Come si legge sul comunicato di Greenpeace, “l’autorizzazione della Ue all’erbicida più impiegato al mondo scade alla fine di giugno. La Commissione ha provato ad ottenere il via libera dal comitato permanente PAFF (comitato per le piante, gli animali, gli alimenti e i mangimi) a una nuova autorizzazione. L’Agenzia europea per le sostanze chimiche (ECHA) condurrà indagini sull’impatto sanitario del glifosato per arrivare a una classificazione ufficiale della Ue, dopo l’allarme lanciato dall’OMS. Il processo si concluderà a fine 2017: se si scoprirà che può causare il cancro, interferire con la riproduzione o danneggiare il sistema ormonale, il glifosato non potrà più essere venduto, secondo la normativa europea”.

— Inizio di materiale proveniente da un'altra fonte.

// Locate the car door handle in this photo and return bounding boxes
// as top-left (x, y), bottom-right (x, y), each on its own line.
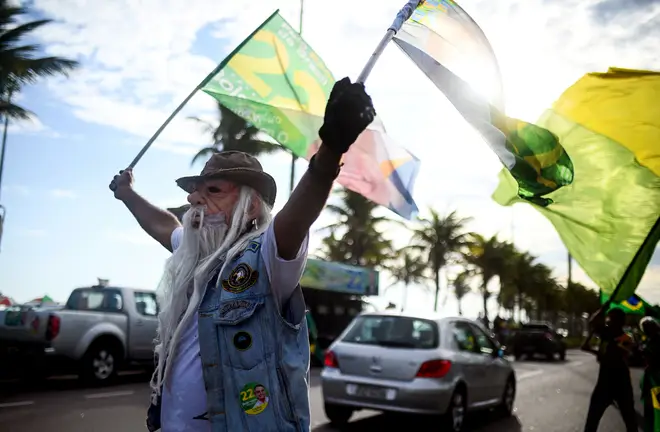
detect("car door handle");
top-left (136, 320), bottom-right (144, 326)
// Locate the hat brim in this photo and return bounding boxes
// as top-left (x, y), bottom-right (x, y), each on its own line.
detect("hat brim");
top-left (175, 167), bottom-right (277, 207)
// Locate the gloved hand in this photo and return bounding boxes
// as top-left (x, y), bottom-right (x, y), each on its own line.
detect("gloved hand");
top-left (318, 77), bottom-right (376, 154)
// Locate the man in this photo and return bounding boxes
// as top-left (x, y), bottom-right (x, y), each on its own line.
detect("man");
top-left (640, 316), bottom-right (660, 431)
top-left (582, 307), bottom-right (638, 432)
top-left (253, 385), bottom-right (269, 408)
top-left (109, 77), bottom-right (375, 432)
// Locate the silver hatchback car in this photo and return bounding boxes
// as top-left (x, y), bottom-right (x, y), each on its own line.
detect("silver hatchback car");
top-left (321, 311), bottom-right (516, 431)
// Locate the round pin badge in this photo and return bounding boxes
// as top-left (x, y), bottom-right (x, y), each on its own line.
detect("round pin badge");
top-left (240, 382), bottom-right (269, 415)
top-left (233, 331), bottom-right (253, 351)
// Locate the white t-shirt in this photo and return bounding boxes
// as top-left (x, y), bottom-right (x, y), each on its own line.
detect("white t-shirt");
top-left (161, 222), bottom-right (309, 432)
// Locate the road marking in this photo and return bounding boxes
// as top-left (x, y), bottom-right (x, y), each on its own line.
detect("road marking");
top-left (84, 390), bottom-right (135, 399)
top-left (0, 401), bottom-right (34, 408)
top-left (517, 370), bottom-right (543, 381)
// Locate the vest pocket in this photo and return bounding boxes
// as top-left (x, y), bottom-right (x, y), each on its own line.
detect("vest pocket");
top-left (215, 299), bottom-right (267, 370)
top-left (276, 367), bottom-right (299, 429)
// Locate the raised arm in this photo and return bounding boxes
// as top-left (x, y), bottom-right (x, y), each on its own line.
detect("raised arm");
top-left (110, 169), bottom-right (181, 252)
top-left (273, 78), bottom-right (376, 260)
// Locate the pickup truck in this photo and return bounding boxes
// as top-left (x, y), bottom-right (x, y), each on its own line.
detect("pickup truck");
top-left (0, 281), bottom-right (159, 385)
top-left (510, 322), bottom-right (567, 361)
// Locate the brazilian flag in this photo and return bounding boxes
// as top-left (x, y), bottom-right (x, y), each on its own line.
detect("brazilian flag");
top-left (601, 291), bottom-right (654, 316)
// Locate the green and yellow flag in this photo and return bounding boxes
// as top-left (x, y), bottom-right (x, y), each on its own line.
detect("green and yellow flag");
top-left (494, 68), bottom-right (660, 303)
top-left (600, 292), bottom-right (655, 316)
top-left (199, 10), bottom-right (421, 219)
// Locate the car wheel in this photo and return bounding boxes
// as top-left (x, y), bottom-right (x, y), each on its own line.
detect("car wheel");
top-left (324, 403), bottom-right (353, 426)
top-left (81, 343), bottom-right (118, 385)
top-left (559, 350), bottom-right (566, 361)
top-left (443, 388), bottom-right (467, 432)
top-left (497, 377), bottom-right (516, 417)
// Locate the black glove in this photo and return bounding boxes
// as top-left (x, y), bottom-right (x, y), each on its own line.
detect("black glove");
top-left (318, 77), bottom-right (376, 154)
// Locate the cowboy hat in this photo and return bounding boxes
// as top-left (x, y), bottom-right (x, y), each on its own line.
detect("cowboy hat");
top-left (175, 151), bottom-right (277, 207)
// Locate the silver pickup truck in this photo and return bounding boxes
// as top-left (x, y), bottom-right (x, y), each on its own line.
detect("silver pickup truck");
top-left (0, 281), bottom-right (159, 385)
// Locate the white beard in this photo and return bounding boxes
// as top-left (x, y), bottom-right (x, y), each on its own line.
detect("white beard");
top-left (150, 188), bottom-right (273, 399)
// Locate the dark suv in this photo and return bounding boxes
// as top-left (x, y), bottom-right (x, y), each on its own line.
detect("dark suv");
top-left (511, 322), bottom-right (566, 361)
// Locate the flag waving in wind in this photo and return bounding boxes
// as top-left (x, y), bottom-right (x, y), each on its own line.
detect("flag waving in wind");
top-left (494, 68), bottom-right (660, 303)
top-left (392, 0), bottom-right (574, 206)
top-left (200, 11), bottom-right (420, 219)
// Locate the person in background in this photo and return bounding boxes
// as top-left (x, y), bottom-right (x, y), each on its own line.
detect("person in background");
top-left (582, 307), bottom-right (637, 432)
top-left (640, 316), bottom-right (660, 432)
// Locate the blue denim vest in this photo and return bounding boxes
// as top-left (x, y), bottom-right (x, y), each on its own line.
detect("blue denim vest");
top-left (148, 234), bottom-right (311, 431)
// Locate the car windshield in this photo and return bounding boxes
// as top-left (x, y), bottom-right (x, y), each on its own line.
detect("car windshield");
top-left (341, 315), bottom-right (438, 349)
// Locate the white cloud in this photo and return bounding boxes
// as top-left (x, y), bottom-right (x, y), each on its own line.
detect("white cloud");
top-left (49, 189), bottom-right (78, 199)
top-left (26, 0), bottom-right (660, 301)
top-left (1, 184), bottom-right (30, 196)
top-left (6, 116), bottom-right (62, 138)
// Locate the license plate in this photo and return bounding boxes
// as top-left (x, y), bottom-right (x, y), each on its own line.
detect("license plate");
top-left (4, 311), bottom-right (23, 326)
top-left (346, 384), bottom-right (396, 400)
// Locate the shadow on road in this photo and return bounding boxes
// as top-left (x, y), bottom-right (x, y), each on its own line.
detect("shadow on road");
top-left (312, 412), bottom-right (522, 432)
top-left (0, 370), bottom-right (152, 399)
top-left (0, 367), bottom-right (323, 399)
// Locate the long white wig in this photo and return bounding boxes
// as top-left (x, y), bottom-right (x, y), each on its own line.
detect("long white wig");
top-left (150, 186), bottom-right (272, 399)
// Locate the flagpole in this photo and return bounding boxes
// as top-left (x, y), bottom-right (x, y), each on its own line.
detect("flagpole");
top-left (356, 0), bottom-right (423, 83)
top-left (288, 0), bottom-right (305, 195)
top-left (110, 10), bottom-right (280, 179)
top-left (567, 252), bottom-right (572, 287)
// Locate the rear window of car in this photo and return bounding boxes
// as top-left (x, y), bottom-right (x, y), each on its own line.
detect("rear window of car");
top-left (341, 315), bottom-right (439, 349)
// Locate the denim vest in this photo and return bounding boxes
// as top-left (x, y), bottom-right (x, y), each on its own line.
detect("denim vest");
top-left (147, 234), bottom-right (311, 432)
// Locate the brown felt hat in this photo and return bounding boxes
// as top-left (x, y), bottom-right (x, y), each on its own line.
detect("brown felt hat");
top-left (175, 151), bottom-right (276, 207)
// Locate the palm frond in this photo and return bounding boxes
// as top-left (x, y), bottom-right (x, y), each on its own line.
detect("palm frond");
top-left (0, 19), bottom-right (52, 46)
top-left (0, 100), bottom-right (31, 120)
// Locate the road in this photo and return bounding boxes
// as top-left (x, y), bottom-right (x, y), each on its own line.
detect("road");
top-left (0, 350), bottom-right (646, 431)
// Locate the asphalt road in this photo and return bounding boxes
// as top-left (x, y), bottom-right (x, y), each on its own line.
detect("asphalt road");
top-left (0, 350), bottom-right (647, 432)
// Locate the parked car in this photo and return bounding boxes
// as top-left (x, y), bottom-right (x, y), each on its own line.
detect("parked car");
top-left (0, 280), bottom-right (158, 384)
top-left (320, 311), bottom-right (516, 432)
top-left (510, 322), bottom-right (566, 361)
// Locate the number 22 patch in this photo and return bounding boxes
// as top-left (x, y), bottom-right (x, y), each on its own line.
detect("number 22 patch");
top-left (240, 382), bottom-right (269, 415)
top-left (222, 263), bottom-right (259, 294)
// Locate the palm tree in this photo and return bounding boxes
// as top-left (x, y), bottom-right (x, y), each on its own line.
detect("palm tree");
top-left (189, 102), bottom-right (281, 166)
top-left (410, 209), bottom-right (470, 311)
top-left (0, 2), bottom-right (79, 250)
top-left (0, 2), bottom-right (79, 119)
top-left (388, 249), bottom-right (429, 310)
top-left (464, 233), bottom-right (506, 326)
top-left (318, 189), bottom-right (394, 268)
top-left (451, 270), bottom-right (473, 316)
top-left (499, 245), bottom-right (537, 322)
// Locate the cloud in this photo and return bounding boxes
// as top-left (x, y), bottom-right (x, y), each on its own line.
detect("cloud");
top-left (7, 116), bottom-right (62, 138)
top-left (49, 189), bottom-right (77, 199)
top-left (1, 184), bottom-right (30, 196)
top-left (27, 0), bottom-right (660, 297)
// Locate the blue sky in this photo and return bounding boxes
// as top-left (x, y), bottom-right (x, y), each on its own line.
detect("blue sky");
top-left (0, 0), bottom-right (659, 318)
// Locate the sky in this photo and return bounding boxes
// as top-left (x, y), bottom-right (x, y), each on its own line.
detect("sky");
top-left (0, 0), bottom-right (659, 319)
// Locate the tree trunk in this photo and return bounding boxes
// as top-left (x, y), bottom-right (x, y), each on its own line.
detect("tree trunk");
top-left (457, 298), bottom-right (463, 316)
top-left (433, 268), bottom-right (441, 311)
top-left (482, 279), bottom-right (490, 327)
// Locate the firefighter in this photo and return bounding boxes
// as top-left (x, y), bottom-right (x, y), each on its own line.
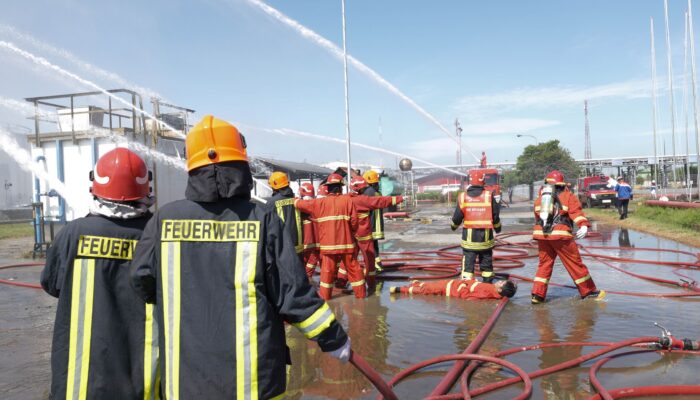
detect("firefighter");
top-left (41, 148), bottom-right (159, 400)
top-left (451, 170), bottom-right (501, 283)
top-left (267, 171), bottom-right (304, 256)
top-left (614, 176), bottom-right (633, 220)
top-left (299, 182), bottom-right (320, 279)
top-left (343, 176), bottom-right (403, 291)
top-left (130, 115), bottom-right (350, 399)
top-left (295, 173), bottom-right (365, 300)
top-left (531, 170), bottom-right (606, 304)
top-left (361, 170), bottom-right (386, 273)
top-left (388, 278), bottom-right (516, 299)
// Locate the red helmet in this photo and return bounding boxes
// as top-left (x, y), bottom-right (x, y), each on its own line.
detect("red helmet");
top-left (317, 184), bottom-right (329, 197)
top-left (545, 170), bottom-right (565, 185)
top-left (469, 170), bottom-right (485, 185)
top-left (349, 176), bottom-right (368, 193)
top-left (325, 173), bottom-right (344, 186)
top-left (90, 148), bottom-right (151, 201)
top-left (299, 182), bottom-right (315, 197)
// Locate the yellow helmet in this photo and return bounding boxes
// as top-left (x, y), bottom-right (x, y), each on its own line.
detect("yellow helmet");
top-left (363, 170), bottom-right (380, 184)
top-left (268, 171), bottom-right (290, 190)
top-left (186, 115), bottom-right (247, 171)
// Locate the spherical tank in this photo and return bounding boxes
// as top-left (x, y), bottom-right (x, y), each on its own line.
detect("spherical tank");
top-left (399, 158), bottom-right (412, 172)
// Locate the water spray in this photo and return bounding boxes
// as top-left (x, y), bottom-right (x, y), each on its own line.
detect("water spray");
top-left (240, 0), bottom-right (479, 162)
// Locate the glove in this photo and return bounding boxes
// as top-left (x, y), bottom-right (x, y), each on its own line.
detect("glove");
top-left (495, 226), bottom-right (502, 234)
top-left (450, 222), bottom-right (458, 231)
top-left (575, 225), bottom-right (588, 240)
top-left (328, 338), bottom-right (351, 364)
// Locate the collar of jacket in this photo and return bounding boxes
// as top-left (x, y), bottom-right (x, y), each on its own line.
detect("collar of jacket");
top-left (467, 185), bottom-right (484, 196)
top-left (273, 186), bottom-right (295, 198)
top-left (185, 161), bottom-right (253, 203)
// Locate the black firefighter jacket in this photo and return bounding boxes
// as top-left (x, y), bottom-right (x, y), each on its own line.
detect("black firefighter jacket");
top-left (41, 213), bottom-right (159, 400)
top-left (130, 162), bottom-right (348, 400)
top-left (362, 185), bottom-right (385, 240)
top-left (266, 187), bottom-right (303, 254)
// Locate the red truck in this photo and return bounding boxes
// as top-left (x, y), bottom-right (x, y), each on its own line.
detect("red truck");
top-left (576, 175), bottom-right (617, 208)
top-left (467, 168), bottom-right (502, 203)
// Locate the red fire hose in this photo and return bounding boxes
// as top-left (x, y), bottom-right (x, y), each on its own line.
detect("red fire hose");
top-left (0, 262), bottom-right (43, 289)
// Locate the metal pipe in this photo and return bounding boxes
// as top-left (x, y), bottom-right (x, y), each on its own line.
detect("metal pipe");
top-left (341, 0), bottom-right (352, 189)
top-left (651, 17), bottom-right (661, 189)
top-left (55, 140), bottom-right (65, 223)
top-left (684, 11), bottom-right (692, 200)
top-left (33, 156), bottom-right (46, 253)
top-left (689, 0), bottom-right (700, 199)
top-left (664, 0), bottom-right (678, 183)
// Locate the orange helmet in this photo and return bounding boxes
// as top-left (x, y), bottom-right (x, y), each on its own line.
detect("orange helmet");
top-left (363, 170), bottom-right (379, 184)
top-left (468, 170), bottom-right (485, 186)
top-left (349, 176), bottom-right (368, 193)
top-left (299, 182), bottom-right (315, 197)
top-left (90, 148), bottom-right (151, 201)
top-left (268, 171), bottom-right (290, 190)
top-left (325, 173), bottom-right (344, 185)
top-left (545, 170), bottom-right (566, 185)
top-left (186, 115), bottom-right (247, 171)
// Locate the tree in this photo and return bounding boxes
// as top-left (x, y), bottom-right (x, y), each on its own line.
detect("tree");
top-left (515, 140), bottom-right (580, 184)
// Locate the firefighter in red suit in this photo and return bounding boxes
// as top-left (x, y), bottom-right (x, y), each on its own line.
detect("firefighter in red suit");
top-left (295, 174), bottom-right (365, 300)
top-left (451, 170), bottom-right (501, 282)
top-left (337, 176), bottom-right (402, 291)
top-left (389, 278), bottom-right (516, 299)
top-left (298, 182), bottom-right (321, 278)
top-left (531, 170), bottom-right (606, 304)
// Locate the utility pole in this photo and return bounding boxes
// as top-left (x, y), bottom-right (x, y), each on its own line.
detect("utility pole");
top-left (664, 0), bottom-right (678, 183)
top-left (584, 100), bottom-right (592, 174)
top-left (651, 17), bottom-right (661, 189)
top-left (341, 0), bottom-right (352, 185)
top-left (688, 0), bottom-right (700, 199)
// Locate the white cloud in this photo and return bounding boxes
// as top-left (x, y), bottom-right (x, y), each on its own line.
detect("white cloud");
top-left (453, 79), bottom-right (652, 116)
top-left (460, 118), bottom-right (560, 135)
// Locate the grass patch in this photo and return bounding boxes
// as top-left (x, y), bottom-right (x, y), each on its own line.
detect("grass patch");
top-left (0, 222), bottom-right (34, 239)
top-left (585, 203), bottom-right (700, 248)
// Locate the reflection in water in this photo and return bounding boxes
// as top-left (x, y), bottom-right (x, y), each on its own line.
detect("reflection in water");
top-left (287, 296), bottom-right (395, 399)
top-left (618, 229), bottom-right (632, 248)
top-left (535, 303), bottom-right (598, 399)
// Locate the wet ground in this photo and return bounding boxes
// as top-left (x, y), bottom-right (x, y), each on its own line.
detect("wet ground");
top-left (1, 203), bottom-right (699, 399)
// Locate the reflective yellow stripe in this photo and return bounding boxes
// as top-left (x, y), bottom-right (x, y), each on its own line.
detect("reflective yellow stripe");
top-left (391, 197), bottom-right (397, 206)
top-left (320, 282), bottom-right (334, 288)
top-left (481, 271), bottom-right (494, 277)
top-left (293, 303), bottom-right (336, 339)
top-left (457, 283), bottom-right (468, 292)
top-left (493, 222), bottom-right (501, 228)
top-left (235, 241), bottom-right (259, 399)
top-left (305, 263), bottom-right (316, 270)
top-left (534, 277), bottom-right (549, 284)
top-left (532, 229), bottom-right (573, 237)
top-left (338, 268), bottom-right (347, 275)
top-left (408, 286), bottom-right (415, 294)
top-left (562, 205), bottom-right (569, 211)
top-left (469, 281), bottom-right (480, 292)
top-left (315, 215), bottom-right (351, 222)
top-left (574, 216), bottom-right (587, 224)
top-left (295, 209), bottom-right (303, 253)
top-left (350, 279), bottom-right (366, 287)
top-left (269, 392), bottom-right (286, 400)
top-left (534, 206), bottom-right (541, 211)
top-left (463, 220), bottom-right (494, 226)
top-left (161, 242), bottom-right (181, 400)
top-left (319, 244), bottom-right (355, 251)
top-left (143, 304), bottom-right (160, 400)
top-left (358, 213), bottom-right (370, 219)
top-left (355, 234), bottom-right (373, 241)
top-left (574, 274), bottom-right (591, 284)
top-left (66, 258), bottom-right (95, 400)
top-left (460, 240), bottom-right (495, 250)
top-left (446, 280), bottom-right (455, 296)
top-left (303, 243), bottom-right (319, 250)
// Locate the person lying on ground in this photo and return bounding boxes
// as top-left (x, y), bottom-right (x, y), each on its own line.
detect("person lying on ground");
top-left (389, 278), bottom-right (517, 299)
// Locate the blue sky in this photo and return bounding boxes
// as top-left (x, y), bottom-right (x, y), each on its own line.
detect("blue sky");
top-left (0, 0), bottom-right (697, 169)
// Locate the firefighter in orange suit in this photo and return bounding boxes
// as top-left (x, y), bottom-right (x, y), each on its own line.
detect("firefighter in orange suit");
top-left (295, 173), bottom-right (365, 300)
top-left (531, 170), bottom-right (606, 304)
top-left (342, 176), bottom-right (403, 291)
top-left (389, 278), bottom-right (516, 299)
top-left (451, 170), bottom-right (501, 282)
top-left (299, 182), bottom-right (321, 278)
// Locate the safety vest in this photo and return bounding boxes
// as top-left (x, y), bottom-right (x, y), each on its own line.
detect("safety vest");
top-left (458, 191), bottom-right (494, 229)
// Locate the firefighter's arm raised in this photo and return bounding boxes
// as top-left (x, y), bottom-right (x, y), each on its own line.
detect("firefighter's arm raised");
top-left (263, 212), bottom-right (349, 355)
top-left (130, 214), bottom-right (159, 304)
top-left (41, 223), bottom-right (74, 297)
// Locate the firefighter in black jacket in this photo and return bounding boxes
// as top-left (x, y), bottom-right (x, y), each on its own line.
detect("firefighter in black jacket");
top-left (130, 115), bottom-right (350, 400)
top-left (361, 170), bottom-right (386, 272)
top-left (266, 171), bottom-right (303, 256)
top-left (41, 148), bottom-right (159, 400)
top-left (451, 170), bottom-right (502, 283)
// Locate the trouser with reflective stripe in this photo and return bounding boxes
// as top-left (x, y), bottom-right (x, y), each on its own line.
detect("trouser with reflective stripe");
top-left (319, 253), bottom-right (366, 300)
top-left (373, 240), bottom-right (383, 270)
top-left (461, 249), bottom-right (493, 282)
top-left (303, 250), bottom-right (320, 278)
top-left (399, 280), bottom-right (447, 295)
top-left (352, 240), bottom-right (377, 290)
top-left (532, 239), bottom-right (597, 299)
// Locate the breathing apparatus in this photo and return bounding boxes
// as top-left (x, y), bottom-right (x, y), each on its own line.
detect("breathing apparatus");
top-left (538, 184), bottom-right (558, 233)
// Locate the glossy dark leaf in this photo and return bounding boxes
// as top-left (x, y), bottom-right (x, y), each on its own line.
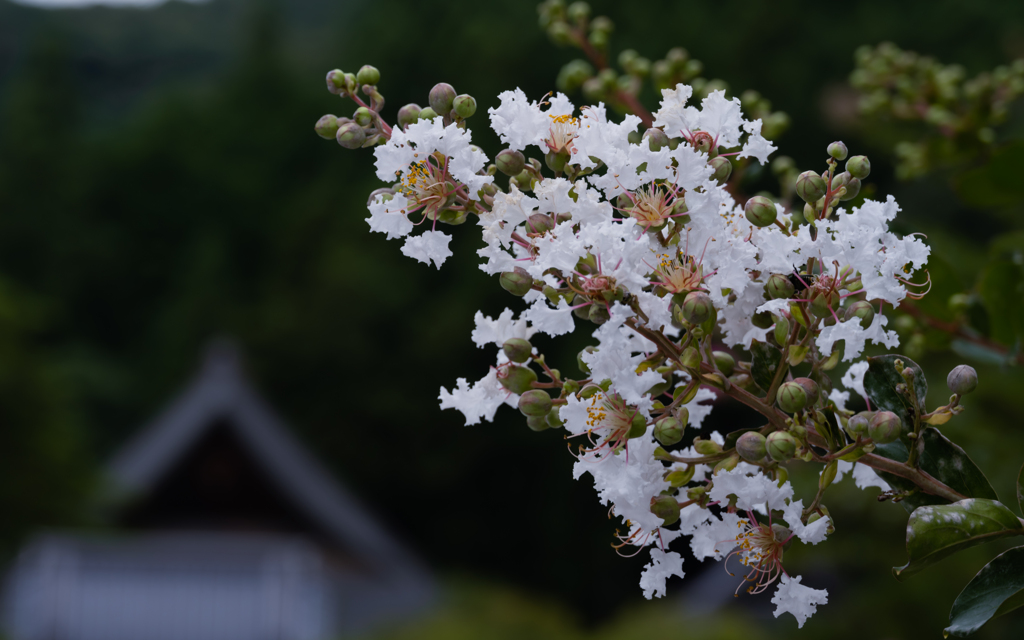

se dovesse passare il sì al rinnovo delle autorizzazioni al glifosato da parte della commissione europea, vorrà forse dire che gli agenti della multinazionale avranno fatto bene il loro “lavoro”?????
Vorrà dire che sarà l’ennesima conferma: prima ci sono i guadagni delle lobby, poi ma poi ma poi ma poi la… salute umana, per non parlare della salvezza del pianeta Terra: quella non viene neanche presa in considerazione… La UE deve cambiare approccio, altrimenti non avremo futuro. Provare per credere.